Four reasons this vulnerability hides from line-by-line review

  • Prototype pollution requires understanding the full JavaScript prototype chain. A reviewer looking at setByPath() in isolation sees a utility function that sets nested object properties — a normal and common pattern. The vulnerability only emerges when the path can reach Object.prototype through __proto__.
  • The attack surface is in a dependency's utility function. The vulnerable code is in @casl/ability itself, not in application code. App-level reviewers typically trust library code and focus on their own authorization logic.
  • No obvious attacker-controlled input in the function signature. setByPath(obj, path, value) takes a path string — reviewers don't immediately see how user input flows to this function. Understanding the call chain (rulesToFields() → attacker-controlled conditions) is required.
  • Prototype pollution has no visible runtime effect until authorization checks run. The polluted Object.prototype doesn't throw an exception — it silently changes CASL's type resolution behavior. The application appears to work fine while being completely compromised.

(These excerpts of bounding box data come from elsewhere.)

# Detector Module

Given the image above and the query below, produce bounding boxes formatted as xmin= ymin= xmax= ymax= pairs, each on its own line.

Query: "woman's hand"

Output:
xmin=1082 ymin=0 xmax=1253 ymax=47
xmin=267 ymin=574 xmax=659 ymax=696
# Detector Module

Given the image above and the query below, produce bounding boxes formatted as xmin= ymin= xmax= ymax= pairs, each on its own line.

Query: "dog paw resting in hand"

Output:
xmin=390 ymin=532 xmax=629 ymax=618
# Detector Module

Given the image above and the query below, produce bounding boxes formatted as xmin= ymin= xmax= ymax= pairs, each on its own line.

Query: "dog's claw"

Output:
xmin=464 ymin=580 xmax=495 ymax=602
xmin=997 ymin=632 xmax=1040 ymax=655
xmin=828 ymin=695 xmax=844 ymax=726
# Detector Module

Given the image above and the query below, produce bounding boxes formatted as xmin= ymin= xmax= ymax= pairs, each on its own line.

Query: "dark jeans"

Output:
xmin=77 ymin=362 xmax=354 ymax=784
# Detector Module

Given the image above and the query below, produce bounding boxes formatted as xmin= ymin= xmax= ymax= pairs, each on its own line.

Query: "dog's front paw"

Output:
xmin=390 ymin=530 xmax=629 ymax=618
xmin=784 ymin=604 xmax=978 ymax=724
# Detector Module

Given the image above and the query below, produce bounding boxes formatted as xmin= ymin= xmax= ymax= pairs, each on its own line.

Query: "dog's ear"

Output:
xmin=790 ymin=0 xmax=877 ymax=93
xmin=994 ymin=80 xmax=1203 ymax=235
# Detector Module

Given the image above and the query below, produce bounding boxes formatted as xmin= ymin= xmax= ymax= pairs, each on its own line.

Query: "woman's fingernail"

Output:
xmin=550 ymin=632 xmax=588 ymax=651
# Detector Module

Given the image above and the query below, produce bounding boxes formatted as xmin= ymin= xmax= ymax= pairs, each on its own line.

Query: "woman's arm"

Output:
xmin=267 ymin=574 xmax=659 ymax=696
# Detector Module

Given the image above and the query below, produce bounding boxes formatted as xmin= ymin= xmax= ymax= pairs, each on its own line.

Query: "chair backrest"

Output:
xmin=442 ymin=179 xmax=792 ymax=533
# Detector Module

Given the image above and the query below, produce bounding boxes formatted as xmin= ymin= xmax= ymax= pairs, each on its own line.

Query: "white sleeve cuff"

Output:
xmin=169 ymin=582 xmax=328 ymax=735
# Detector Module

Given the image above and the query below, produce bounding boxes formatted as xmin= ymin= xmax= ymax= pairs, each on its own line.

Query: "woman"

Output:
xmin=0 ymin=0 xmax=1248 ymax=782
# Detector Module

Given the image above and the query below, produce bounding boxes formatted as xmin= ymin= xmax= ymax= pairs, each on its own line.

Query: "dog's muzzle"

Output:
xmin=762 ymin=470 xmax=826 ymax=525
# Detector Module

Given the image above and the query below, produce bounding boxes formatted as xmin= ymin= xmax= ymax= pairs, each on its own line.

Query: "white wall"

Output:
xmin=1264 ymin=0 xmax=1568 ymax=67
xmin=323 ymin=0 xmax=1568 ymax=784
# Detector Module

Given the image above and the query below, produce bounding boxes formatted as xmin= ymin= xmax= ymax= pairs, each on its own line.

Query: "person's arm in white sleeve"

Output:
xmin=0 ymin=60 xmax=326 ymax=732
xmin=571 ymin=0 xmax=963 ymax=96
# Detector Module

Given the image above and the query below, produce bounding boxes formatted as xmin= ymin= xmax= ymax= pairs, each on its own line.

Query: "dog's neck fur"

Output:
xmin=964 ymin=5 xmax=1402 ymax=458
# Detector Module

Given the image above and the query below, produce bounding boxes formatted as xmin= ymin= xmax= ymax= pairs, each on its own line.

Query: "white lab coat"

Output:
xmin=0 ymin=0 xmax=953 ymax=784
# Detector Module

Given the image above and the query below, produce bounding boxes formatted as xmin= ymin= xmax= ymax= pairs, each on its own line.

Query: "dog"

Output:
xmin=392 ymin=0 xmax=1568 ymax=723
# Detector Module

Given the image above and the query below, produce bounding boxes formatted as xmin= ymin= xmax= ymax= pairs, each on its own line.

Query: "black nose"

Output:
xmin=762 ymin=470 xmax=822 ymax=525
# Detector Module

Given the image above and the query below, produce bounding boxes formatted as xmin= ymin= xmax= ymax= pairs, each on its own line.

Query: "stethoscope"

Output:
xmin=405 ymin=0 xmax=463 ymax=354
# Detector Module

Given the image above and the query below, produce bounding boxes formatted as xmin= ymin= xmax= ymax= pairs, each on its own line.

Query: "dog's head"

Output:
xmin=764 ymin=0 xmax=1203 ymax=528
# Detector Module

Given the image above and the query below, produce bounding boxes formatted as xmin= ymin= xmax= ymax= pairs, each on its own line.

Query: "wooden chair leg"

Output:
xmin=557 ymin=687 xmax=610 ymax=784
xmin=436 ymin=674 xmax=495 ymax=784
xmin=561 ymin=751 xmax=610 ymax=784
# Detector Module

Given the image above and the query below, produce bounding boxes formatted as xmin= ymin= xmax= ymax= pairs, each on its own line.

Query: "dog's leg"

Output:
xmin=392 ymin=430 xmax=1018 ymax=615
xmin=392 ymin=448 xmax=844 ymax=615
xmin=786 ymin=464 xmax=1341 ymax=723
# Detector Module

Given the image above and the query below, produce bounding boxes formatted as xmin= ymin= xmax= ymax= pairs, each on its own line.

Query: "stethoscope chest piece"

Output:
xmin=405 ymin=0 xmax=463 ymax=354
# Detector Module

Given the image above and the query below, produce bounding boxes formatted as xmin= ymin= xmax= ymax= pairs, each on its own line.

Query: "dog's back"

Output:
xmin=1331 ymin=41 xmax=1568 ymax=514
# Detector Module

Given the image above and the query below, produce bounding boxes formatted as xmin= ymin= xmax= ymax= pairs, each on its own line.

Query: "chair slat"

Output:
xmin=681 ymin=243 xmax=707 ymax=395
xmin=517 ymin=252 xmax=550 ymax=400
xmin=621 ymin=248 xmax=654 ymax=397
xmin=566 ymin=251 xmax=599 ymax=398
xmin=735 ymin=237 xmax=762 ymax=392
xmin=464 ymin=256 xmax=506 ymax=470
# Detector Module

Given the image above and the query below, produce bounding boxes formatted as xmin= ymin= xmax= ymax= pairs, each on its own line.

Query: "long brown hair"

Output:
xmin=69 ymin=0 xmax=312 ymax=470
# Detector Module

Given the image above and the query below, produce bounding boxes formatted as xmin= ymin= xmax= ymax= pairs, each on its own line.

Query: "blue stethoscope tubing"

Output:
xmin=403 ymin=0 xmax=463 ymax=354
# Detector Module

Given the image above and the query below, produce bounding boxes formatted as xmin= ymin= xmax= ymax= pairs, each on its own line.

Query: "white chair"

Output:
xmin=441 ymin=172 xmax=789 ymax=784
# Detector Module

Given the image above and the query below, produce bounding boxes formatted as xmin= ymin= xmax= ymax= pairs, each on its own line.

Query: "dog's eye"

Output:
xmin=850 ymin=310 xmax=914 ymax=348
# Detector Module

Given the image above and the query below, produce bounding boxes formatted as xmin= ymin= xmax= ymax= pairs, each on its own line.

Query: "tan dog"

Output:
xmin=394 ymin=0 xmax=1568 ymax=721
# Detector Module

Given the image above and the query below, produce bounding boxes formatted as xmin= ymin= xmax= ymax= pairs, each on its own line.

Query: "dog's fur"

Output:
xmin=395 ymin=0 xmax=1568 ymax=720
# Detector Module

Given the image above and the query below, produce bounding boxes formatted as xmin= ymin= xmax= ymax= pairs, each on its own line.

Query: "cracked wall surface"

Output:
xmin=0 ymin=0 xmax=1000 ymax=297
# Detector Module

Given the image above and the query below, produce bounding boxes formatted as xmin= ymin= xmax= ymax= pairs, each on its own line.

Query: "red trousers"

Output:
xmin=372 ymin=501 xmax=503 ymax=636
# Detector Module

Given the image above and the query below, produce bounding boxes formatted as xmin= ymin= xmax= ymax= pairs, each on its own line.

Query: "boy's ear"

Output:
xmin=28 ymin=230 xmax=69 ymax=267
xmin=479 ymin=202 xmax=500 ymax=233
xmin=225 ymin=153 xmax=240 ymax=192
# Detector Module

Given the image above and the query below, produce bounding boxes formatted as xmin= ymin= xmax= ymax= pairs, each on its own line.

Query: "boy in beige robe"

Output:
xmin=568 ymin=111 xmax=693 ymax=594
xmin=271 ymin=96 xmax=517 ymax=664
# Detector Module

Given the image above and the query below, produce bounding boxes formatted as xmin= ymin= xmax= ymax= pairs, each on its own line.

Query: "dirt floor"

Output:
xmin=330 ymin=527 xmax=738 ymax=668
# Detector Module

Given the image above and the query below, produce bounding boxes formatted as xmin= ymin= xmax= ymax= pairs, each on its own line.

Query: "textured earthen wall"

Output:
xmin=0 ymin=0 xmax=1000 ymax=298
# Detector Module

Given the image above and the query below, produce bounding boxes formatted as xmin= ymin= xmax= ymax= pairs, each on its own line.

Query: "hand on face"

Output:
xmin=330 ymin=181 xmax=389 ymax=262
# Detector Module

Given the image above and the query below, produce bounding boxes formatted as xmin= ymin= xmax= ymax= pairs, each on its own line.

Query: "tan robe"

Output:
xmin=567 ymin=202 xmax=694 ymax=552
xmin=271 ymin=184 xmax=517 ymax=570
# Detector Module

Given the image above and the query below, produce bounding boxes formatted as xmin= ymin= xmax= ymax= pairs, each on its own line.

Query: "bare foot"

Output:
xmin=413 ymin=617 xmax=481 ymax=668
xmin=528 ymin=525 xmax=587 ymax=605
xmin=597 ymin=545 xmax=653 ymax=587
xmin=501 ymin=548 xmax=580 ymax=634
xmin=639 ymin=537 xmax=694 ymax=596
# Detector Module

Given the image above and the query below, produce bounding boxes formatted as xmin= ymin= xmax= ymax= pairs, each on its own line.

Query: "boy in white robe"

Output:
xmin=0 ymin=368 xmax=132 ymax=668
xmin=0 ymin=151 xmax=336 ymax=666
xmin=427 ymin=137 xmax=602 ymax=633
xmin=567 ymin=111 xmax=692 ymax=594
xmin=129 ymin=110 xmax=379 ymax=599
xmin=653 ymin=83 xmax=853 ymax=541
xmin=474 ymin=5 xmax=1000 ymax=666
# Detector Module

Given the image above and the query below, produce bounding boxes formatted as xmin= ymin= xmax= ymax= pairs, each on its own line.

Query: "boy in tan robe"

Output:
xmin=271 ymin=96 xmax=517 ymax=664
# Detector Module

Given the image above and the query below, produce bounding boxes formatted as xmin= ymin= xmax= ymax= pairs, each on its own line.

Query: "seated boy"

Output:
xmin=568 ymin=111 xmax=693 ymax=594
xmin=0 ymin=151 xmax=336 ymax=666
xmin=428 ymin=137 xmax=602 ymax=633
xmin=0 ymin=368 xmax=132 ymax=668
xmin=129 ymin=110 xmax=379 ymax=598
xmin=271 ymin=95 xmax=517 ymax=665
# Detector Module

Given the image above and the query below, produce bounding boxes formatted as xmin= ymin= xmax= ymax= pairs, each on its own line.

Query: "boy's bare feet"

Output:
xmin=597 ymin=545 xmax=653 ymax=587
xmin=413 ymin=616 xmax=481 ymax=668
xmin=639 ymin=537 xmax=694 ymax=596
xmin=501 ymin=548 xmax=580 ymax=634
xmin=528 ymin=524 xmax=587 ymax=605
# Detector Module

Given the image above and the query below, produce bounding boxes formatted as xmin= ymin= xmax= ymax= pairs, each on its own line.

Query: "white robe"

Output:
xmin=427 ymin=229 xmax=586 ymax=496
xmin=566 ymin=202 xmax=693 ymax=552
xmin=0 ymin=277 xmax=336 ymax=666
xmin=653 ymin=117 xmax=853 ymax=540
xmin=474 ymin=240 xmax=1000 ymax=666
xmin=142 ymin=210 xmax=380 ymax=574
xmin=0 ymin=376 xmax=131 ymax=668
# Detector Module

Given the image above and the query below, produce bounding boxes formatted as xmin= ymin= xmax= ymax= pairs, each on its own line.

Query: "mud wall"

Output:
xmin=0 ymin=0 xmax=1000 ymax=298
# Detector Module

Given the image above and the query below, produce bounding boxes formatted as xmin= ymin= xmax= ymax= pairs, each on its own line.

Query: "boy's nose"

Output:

What makes this a PullLight-specialized catch

  • Prototype chain modeling: PullLight understands JavaScript's prototype chain and can identify when __proto__ path segments in object-walking functions can reach Object.prototype.
  • Authorization library vulnerability mapping: PullLight cross-references known vulnerable patterns in CASL (@casl/ability) against the actual code paths used in the PR diff.
  • CVSS 9.8 severity calibration: PullLight correctly identifies the impact chain: prototype pollution → type resolution misidentification → global auth bypass.
  • Fix precision: PullLight identifies the specific fix (FORBIDDEN_PROPERTIES blocklist in setByPath) rather than vague "sanitize inputs" advice.

Feb 10, 2026 GitHub Security Advisory GHSA-x9vf-53q3-cvx6 published. @casl/ability 6.7.5 released with patch. CVE-2026-1774 assigned by MITRE.
Feb 11, 2026 CVE-2026-1774 added to NVD. CVSS 9.8 confirmed. Vector: CVSS:3.1/AV:N/AC:L/PR:L/UI:N/S:C/C:H/I:H/A:H. CWE-1321.
Feb 12+, 2026 Alma Security and other security scanners begin covering CVE-2026-1774. npm advisory updated.
Jun 2026 PullLight documents CVE-2026-1774 as 12th CVE case study — demonstrating prototype pollution detection in PR review.